UNICEF embraces Square’s $Cashtags to raise funds for Nepal
The United Nations Children’s Fund quickly initiated a mobile program to raise funds to help the survivors of the recent devastating earthquake in Nepal, and while text-to-give is still playing an important role for the nonprofit, its strategy is evolving with a bigger focus on social commerce, including $Cashtags from Square.
Square introduced $Cashtags last month, enabling anyone to create a personalized name, such as $Unicef, to get paid through Square’s online payments. Including the $unicef tag in social media posts enables mobile users to quickly make a donation.
“We are looking at mobile not as a place to convert but also as a place to start conversations,” said Chris Maddocks, managing director of digital fundraising at the U.S. Fund for UNICEF. “Before, it was putting a short code on an ad or a tweet. It was a little bit of a spray strategy.
“One of the things that has changed the most is that mobile commerce has really move forward so much,” he said. “We’ve been working with Square and Cashtags, a frictionless approach to commerce.
“Before you had to get people from a tweet or post to a transaction. Now we are able to do it in a very, very streamlined way.”
Instead of having to copy and paste a short code off of Twitter, users can click on the $unicef tag in a tweet to be taken to a page where they can input how much they want to donate and their debit card number and be done.
The process also builds in shareability, with users able to share about their donations with friends.
UNICEF expects to see approximately 20 percent of donations for the Nepal earthquake to come from mobile. However, if the situation becomes more critical, that number could increase.
“As it becomes more dire, as people are moved to give wherever they have happen to be as opposed to when they see an ad, I expect to see a fairly large shift to mobile,” Mr. Maddocks said.

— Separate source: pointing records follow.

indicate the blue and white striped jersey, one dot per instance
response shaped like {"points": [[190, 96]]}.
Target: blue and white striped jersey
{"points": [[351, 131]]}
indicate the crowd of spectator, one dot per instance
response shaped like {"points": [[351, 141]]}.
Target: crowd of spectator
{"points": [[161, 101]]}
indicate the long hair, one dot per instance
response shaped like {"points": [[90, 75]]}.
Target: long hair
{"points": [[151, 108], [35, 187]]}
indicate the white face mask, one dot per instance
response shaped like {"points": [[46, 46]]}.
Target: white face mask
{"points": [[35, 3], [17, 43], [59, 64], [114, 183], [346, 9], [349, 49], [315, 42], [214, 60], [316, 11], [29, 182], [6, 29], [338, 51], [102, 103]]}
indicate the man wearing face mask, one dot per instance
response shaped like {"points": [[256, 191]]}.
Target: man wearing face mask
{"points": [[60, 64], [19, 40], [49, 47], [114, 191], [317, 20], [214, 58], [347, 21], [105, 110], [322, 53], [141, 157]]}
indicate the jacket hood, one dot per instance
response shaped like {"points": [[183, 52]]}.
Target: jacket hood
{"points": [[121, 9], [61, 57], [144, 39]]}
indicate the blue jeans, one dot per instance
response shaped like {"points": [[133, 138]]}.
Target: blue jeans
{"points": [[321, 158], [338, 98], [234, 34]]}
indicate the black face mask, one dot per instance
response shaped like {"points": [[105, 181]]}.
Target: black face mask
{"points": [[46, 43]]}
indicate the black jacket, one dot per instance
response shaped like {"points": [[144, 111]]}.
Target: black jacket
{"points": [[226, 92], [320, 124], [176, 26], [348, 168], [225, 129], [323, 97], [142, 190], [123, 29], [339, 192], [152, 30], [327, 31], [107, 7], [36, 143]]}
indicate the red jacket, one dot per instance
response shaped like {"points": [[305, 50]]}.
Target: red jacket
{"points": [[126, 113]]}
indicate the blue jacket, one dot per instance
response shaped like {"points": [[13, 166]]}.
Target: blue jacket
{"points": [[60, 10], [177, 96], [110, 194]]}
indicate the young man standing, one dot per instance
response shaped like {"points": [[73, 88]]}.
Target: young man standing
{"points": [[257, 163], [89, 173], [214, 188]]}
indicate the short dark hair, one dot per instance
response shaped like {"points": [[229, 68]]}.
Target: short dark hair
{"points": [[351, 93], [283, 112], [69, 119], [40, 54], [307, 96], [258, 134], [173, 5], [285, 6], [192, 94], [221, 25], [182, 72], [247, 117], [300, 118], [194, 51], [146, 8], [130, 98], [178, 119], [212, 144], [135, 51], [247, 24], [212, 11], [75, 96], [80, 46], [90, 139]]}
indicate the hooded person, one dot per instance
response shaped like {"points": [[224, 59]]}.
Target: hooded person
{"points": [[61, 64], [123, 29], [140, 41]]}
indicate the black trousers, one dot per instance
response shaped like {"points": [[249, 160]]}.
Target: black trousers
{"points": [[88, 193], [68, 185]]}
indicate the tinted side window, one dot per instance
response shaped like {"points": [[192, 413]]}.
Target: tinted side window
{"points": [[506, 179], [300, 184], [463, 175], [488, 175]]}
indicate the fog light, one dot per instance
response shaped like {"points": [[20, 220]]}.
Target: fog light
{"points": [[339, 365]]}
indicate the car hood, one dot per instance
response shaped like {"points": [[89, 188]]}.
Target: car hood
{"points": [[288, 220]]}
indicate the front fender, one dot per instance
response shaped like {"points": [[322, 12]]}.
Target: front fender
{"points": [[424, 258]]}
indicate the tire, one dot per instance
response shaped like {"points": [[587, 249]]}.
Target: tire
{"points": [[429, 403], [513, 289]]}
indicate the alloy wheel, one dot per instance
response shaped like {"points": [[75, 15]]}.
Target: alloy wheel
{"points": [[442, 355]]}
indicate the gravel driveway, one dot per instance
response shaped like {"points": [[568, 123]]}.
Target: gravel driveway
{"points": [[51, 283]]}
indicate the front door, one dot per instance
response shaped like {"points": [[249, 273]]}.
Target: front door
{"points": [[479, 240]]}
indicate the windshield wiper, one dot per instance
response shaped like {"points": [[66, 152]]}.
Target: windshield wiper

Text-to-give was a large focus for nonprofits in the years immediately following the devastating 2010 earthquake in Haiti, when organizations such as the Red Cross were taken by surprise by the tens of millions of dollars that were donated via mobile.
However, text-to-give’s role has changed in the past couple of years following a decision by the major wireless carriers to stop supporting premium SMS. While premium is still supported for nonprofits, the business ecosystem around premium SMS has scaled back significantly.
At the same time, nonprofits’ mobile strategies have matured, with many now recognizing shortcomings with text-to-give, such as challenges initiating an ongoing relationship with first-time donors when they donate in this manner.
Text-to-give typically involves alerting consumers that they can text a keyword to a short code to easily make a $5 or $10 donation, with the amount applied to their mobile phone bill.
These days, UNICEF is more likely to send out an SMS alert to its opted-in users and include a link that will take them to a mobile-optimized Web page where they can make a donation for whatever amount they want.
Following the Nepal earthquake, UNICEF sent out SMS alerts to opted-in users on April 25 and 27 with such links.
The organization still uses mobile giving keywords, primarily promoting these on social media and in press releases. For example, consumers can text the keyword Nepal to the short code 864233 to make a $10.
UNICEF also focuses on email to reach mobile users, with approximately 50 percent of the organization’s emails opened on a mobile device. Every email is mobile optimized as well as every donation form.
“We are still using text-to-give for disaster response, but in general, we are using that as a driver to get people to a mobile site that is responsive,” Mr. Maddocks said.
“We want them to be able to give as much as they feel charitable to give,” he said.